Analytics Integration: Tracking Style Usage

src/utils/promptCategory.ts:36-49
TypeScript
36export function getQuerySourceForREPL(): QuerySource {
37 const settings = getSettings_DEPRECATED()
38 const style = settings?.outputStyle ?? DEFAULT_OUTPUT_STYLE_NAME
39
40 if (style === DEFAULT_OUTPUT_STYLE_NAME) {
41 return 'repl_main_thread'
42 }
43
44 const isBuiltIn = style in OUTPUT_STYLE_CONFIG
45 return isBuiltIn
46 ? (`repl_main_thread:outputStyle:${style}` as QuerySource)
47 : 'repl_main_thread:outputStyle:custom'
48}

Analytics events distinguish three cases:

  1. Default stylerepl_main_thread (no suffix)
  2. Non-default built-in stylerepl_main_thread:outputStyle:Explanatory (includes style name)
  3. Custom stylerepl_main_thread:outputStyle:custom (doesn't leak the user's custom style name)

The privacy consideration in the third case is important — custom style names might contain team names, project names, or other sensitive information.


Style Passing During System Initialization

src/utils/messages/systemInit.ts:53-56
TypeScript
53export function buildSystemInitMessage(inputs: SystemInitInputs): SDKMessage {
54 const settings = getSettings_DEPRECATED()
55 const outputStyle = (settings?.outputStyle ??
56 DEFAULT_OUTPUT_STYLE_NAME) as string

The system initialization message (system/init) includes the current output style name, passing it to SDK consumers (such as the VS Code extension). This way remote clients know which style the current session uses and can display it in the UI or provide a switching option.


Design Summary

Visual Layer
6 Themes + auto
ThemeProvider
90+ Design Tokens
Ink Component Rendering
Syntax Highlighting
Diff Highlighting
Behavioral Layer
3 Built-in Styles
getAllOutputStyles()
Custom .md Files
Plugin Styles
Active Style
System Prompt Injection
Infrastructure
markdownConfigLoader
ripgrep / native fs
inode Deduplication

Claude Code's output style system demonstrates several design patterns worth studying:

Separation of concerns — The visual theme and output style are two independent systems controlled through different interfaces. The visual theme is a React Context + CSS-in-JS-style token system; the output style is prompt engineering. Neither depends on the other.

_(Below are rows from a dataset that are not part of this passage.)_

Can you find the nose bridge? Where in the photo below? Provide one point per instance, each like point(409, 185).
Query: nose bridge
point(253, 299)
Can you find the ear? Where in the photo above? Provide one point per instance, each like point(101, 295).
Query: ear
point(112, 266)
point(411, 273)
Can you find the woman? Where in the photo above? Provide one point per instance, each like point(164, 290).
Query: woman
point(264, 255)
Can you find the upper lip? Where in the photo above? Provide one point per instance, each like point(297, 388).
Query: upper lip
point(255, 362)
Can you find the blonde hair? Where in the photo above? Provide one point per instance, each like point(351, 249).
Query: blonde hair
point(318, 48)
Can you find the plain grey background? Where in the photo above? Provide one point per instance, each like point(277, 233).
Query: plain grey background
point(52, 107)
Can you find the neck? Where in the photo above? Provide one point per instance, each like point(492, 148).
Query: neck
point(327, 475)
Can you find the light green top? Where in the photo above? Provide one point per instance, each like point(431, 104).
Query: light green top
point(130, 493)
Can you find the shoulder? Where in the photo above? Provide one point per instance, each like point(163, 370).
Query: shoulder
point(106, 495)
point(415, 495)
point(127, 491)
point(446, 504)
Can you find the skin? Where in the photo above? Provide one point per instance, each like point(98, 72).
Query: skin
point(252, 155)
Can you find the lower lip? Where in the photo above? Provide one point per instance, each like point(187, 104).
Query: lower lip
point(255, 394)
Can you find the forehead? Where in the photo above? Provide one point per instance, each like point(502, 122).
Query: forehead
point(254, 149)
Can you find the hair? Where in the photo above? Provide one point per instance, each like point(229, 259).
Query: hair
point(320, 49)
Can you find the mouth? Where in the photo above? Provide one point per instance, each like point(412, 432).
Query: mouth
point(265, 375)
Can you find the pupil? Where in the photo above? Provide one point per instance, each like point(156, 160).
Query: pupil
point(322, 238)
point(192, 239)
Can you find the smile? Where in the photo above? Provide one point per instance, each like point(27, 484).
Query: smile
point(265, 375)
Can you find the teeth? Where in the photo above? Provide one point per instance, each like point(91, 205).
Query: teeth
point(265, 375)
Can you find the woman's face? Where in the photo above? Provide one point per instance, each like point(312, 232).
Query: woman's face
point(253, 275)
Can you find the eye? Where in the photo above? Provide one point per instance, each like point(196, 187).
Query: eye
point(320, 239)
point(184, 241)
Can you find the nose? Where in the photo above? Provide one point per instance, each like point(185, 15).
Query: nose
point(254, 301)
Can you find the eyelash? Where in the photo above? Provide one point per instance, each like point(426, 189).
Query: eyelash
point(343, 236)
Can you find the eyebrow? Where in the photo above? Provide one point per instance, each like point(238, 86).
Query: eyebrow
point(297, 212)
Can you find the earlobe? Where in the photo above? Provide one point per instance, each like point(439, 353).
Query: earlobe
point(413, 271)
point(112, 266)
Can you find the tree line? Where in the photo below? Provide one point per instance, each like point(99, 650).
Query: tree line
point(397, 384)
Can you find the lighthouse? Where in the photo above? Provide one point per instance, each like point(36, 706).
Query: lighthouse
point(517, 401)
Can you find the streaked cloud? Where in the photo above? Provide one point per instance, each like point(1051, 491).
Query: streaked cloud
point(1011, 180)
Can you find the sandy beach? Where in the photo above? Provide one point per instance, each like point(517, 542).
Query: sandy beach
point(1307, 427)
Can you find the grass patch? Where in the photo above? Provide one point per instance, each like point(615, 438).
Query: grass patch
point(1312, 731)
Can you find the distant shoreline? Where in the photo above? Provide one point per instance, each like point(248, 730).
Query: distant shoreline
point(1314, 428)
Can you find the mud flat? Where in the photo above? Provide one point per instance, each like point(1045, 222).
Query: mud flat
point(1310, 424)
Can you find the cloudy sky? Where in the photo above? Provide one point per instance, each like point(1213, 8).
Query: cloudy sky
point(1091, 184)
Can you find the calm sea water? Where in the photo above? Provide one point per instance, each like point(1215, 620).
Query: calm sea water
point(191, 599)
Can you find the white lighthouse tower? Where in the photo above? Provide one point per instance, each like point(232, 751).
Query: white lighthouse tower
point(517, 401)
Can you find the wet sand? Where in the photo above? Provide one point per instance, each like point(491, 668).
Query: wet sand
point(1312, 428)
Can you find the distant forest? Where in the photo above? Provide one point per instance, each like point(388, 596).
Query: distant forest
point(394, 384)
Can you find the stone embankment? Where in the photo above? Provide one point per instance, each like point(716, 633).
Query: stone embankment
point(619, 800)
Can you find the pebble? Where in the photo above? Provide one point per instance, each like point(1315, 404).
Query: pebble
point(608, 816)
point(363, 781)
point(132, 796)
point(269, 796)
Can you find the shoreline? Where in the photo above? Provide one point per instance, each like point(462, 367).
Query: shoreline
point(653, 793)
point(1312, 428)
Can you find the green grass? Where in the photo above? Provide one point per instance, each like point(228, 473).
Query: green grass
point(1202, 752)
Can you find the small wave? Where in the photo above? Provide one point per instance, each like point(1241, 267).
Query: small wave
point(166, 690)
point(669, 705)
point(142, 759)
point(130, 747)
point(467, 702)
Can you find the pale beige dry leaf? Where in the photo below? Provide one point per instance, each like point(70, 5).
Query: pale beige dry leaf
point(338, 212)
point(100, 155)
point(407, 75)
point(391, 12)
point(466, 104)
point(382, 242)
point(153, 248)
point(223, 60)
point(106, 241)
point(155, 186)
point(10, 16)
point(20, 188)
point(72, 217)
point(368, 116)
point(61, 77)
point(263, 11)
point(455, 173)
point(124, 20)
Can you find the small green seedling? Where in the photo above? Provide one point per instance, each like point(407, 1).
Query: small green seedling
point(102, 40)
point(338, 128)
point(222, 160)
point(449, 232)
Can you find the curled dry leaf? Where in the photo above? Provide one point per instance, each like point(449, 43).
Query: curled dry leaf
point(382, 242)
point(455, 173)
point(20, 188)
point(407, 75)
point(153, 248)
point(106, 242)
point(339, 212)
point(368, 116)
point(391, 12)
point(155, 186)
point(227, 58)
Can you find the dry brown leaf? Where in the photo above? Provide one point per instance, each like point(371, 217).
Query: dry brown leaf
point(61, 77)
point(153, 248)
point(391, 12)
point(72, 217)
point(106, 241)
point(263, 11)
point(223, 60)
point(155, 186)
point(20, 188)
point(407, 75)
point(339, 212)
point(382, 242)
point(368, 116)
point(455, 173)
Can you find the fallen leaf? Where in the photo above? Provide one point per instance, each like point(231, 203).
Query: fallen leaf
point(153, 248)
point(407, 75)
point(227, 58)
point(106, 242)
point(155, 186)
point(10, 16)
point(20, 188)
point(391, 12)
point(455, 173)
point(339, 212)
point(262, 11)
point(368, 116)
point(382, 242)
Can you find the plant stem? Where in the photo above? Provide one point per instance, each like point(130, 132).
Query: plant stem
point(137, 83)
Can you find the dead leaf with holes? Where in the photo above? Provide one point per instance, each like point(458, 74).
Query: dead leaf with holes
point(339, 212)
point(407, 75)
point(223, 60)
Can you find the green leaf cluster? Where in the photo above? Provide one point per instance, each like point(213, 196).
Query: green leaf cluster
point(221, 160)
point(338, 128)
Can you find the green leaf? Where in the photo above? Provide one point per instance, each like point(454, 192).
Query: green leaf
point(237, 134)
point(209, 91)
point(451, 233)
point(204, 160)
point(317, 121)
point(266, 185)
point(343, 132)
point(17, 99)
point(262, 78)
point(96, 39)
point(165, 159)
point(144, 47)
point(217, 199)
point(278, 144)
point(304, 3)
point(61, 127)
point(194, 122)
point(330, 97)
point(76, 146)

Layered configuration — Built-in < plugin < user < project < policy, where each layer can override the one below. In enterprise environments, policies have the final say.

Security boundaries — The git root prevents parent directory configuration leakage; inode deduplication prevents duplicates caused by symlinks; analytics don't leak custom style names.

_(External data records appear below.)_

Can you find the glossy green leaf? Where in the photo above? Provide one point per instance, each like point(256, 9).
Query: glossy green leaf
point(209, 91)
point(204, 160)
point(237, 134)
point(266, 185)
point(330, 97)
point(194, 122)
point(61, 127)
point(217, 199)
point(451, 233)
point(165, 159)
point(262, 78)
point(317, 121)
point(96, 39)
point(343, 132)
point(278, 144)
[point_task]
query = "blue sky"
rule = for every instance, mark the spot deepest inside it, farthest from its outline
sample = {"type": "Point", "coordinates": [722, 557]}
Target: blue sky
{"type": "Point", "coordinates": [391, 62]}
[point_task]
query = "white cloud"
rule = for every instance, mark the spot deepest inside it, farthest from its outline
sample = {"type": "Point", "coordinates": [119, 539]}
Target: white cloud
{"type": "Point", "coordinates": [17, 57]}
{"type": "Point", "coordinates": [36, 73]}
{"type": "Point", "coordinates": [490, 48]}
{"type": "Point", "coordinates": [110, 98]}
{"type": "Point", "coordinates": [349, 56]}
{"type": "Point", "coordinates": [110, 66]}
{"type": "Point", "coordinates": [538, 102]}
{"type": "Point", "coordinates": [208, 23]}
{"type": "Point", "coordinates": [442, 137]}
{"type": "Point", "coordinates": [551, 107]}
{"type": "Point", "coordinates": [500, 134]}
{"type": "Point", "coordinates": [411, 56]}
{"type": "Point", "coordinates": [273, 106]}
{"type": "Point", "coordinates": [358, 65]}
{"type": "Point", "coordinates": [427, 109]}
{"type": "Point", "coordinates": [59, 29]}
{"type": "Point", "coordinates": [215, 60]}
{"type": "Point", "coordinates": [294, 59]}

Progressive enhancement — The default style has zero overhead (null prompt); custom styles load on demand; when ripgrep is unavailable, the system falls back to Node.js native implementation; if theme selection fails, the current theme is preserved.

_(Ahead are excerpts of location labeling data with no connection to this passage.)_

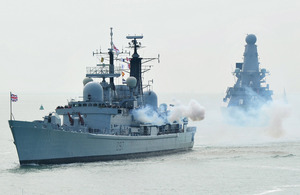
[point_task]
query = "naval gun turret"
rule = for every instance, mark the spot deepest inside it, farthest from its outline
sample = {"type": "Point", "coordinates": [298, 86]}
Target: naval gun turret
{"type": "Point", "coordinates": [250, 89]}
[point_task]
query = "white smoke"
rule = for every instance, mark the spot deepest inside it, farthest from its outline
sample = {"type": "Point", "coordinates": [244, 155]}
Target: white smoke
{"type": "Point", "coordinates": [177, 113]}
{"type": "Point", "coordinates": [193, 110]}
{"type": "Point", "coordinates": [148, 115]}
{"type": "Point", "coordinates": [277, 112]}
{"type": "Point", "coordinates": [269, 118]}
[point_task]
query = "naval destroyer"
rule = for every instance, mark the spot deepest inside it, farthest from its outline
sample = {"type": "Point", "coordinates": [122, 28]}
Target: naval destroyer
{"type": "Point", "coordinates": [250, 90]}
{"type": "Point", "coordinates": [106, 124]}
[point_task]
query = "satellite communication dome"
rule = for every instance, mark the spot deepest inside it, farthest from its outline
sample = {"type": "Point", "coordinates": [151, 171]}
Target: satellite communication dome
{"type": "Point", "coordinates": [93, 92]}
{"type": "Point", "coordinates": [86, 80]}
{"type": "Point", "coordinates": [250, 39]}
{"type": "Point", "coordinates": [131, 82]}
{"type": "Point", "coordinates": [150, 99]}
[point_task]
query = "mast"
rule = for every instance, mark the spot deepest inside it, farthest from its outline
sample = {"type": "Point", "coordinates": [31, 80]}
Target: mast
{"type": "Point", "coordinates": [136, 64]}
{"type": "Point", "coordinates": [111, 61]}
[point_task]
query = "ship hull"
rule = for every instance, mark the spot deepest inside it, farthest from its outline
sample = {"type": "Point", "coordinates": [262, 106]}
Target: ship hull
{"type": "Point", "coordinates": [41, 144]}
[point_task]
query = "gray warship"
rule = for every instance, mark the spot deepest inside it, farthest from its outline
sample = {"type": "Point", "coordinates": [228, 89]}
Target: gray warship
{"type": "Point", "coordinates": [104, 124]}
{"type": "Point", "coordinates": [250, 90]}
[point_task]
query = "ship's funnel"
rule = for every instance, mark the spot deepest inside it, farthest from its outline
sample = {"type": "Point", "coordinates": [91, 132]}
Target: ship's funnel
{"type": "Point", "coordinates": [131, 82]}
{"type": "Point", "coordinates": [250, 56]}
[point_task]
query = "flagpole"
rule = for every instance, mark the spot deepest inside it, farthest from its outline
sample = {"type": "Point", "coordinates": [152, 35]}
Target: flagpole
{"type": "Point", "coordinates": [10, 106]}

Developer experience — Writing a Markdown file and placing it in .claude/output-styles/ creates a custom output style. Frontmatter provides metadata, file content is the prompt. No code changes needed, no config files to modify — the filename is the style name.

This "Markdown as configuration" pattern is widely reused throughout Claude Code — commands, agents, skills, and output styles all use the same markdownConfigLoader infrastructure. A single shared loader serves multiple subsystems, with each subsystem only needing to define its own frontmatter parsing logic and configuration types.